I am trying to exploit hadoop to train multiple models . My data are small enough to fit in memory so i want to have one model trained in every map task.
My problem is that when i have finished training my model, i need to send it to the reducer. I am using Weka to train the model. I don’t want to start looking how to implement the Writable interface in Weka classes, because it needs a lot of effort. I am looking for a simple way to do this.
The Classifier class in Weka implements the Serializable interface. How can i send this object to the reducer?
edits
Here is the link that mentions weka objects serialization: http://weka.wikispaces.com/Serialization
Here is what my code looks like:
Configuring the job(only a part of the configuration is posted):
conf.set("io.serializations","org.apache.hadoop.io.serializer.JavaSerialization," + "org.apache.hadoop.io.serializer.WritableSerialization");
job.setOutputKeyClass(Text.class);
job.setOutputValueClass(Classifier.class);
Map function:
//load dataset in data variable
Classifier tree=new J48();
tree.buildClassifier();
context.write(new Text("whatever"), tree);
My Map class extends Mapper (Object,Text,Text,Classifier)
But i am getting this error:
java.lang.NullPointerException
at org.apache.hadoop.io.serializer.SerializationFactory.getSerializer(SerializationFactory.java:73)
at org.apache.hadoop.mapred.MapTask$MapOutputBuffer.<init>(MapTask.java:964)
at org.apache.hadoop.mapred.MapTask$NewOutputCollector.<init>(MapTask.java:673)
at org.apache.hadoop.mapred.MapTask.runNewMapper(MapTask.java:755)
at org.apache.hadoop.mapred.MapTask.run(MapTask.java:369)
at org.apache.hadoop.mapred.Child$4.run(Child.java:259)
at java.security.AccessController.doPrivileged(Native Method)
at javax.security.auth.Subject.doAs(Subject.java:416)
at org.apache.hadoop.security.UserGroupInformation.doAs(UserGroupInformation.java:1059)
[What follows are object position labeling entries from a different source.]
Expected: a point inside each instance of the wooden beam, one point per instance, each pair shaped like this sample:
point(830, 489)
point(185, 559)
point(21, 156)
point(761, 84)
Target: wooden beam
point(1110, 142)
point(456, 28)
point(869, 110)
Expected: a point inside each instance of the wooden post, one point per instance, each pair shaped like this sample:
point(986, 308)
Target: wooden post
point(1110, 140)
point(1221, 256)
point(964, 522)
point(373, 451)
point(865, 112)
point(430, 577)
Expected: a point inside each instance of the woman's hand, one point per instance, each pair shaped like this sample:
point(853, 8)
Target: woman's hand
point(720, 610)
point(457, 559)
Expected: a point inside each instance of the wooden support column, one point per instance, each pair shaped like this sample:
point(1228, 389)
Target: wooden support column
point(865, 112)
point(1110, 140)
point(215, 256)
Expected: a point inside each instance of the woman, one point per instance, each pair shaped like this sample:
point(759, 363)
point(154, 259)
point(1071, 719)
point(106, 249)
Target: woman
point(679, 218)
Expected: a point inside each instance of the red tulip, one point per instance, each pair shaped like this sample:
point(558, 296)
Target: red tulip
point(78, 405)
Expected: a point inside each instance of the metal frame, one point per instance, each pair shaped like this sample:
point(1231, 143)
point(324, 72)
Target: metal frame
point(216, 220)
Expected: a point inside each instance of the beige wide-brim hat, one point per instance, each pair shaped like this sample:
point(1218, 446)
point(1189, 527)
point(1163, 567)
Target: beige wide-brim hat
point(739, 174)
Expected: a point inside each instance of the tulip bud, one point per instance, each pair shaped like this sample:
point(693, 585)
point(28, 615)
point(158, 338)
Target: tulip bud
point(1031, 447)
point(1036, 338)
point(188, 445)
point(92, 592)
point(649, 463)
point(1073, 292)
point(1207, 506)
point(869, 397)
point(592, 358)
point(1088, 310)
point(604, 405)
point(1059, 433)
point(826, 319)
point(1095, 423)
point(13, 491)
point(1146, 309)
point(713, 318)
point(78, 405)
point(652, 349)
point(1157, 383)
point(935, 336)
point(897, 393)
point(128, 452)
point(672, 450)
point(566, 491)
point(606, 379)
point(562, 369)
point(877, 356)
at org.apache.hadoop.mapred.Child.main(Child.java:253)
What i am doing wrong??
You can define your own serialization mechanism
I think it resolves around implementing the Serialization interface, and defining your implementation in the
io.serializationsconfiguration propertyIn your case, if you just want to use java serialization, set this property to:
org.apache.hadoop.io.serializer.JavaSerialization